Department of Pediatrics, Sichuan Provincial Hospital for Women and Children (Affiliated Women and Children's Hospital of Chengdu Medical College), Chengdu, China.
BMC Public Health. 2022 Nov 21;22(1):2133. doi: 10.1186/s12889-022-14600-z.

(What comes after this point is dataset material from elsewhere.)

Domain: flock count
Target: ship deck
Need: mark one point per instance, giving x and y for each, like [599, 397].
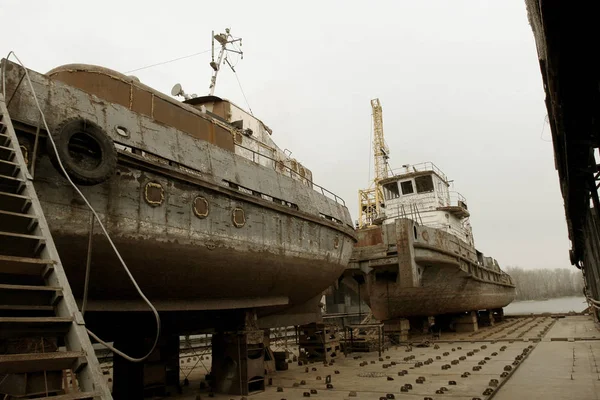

Through the study of death characteristics and trend prediction, it is hoped that key populations, regions and seasons can be identified, thereby providing evidence support for the efficient prevention and control management of unintentional injury deaths.
We collected information on 8630 unintentional deaths of children under age 5 from local surveillance systems, analyzed by chi-square test and predicted by the seasonal ARIMA model.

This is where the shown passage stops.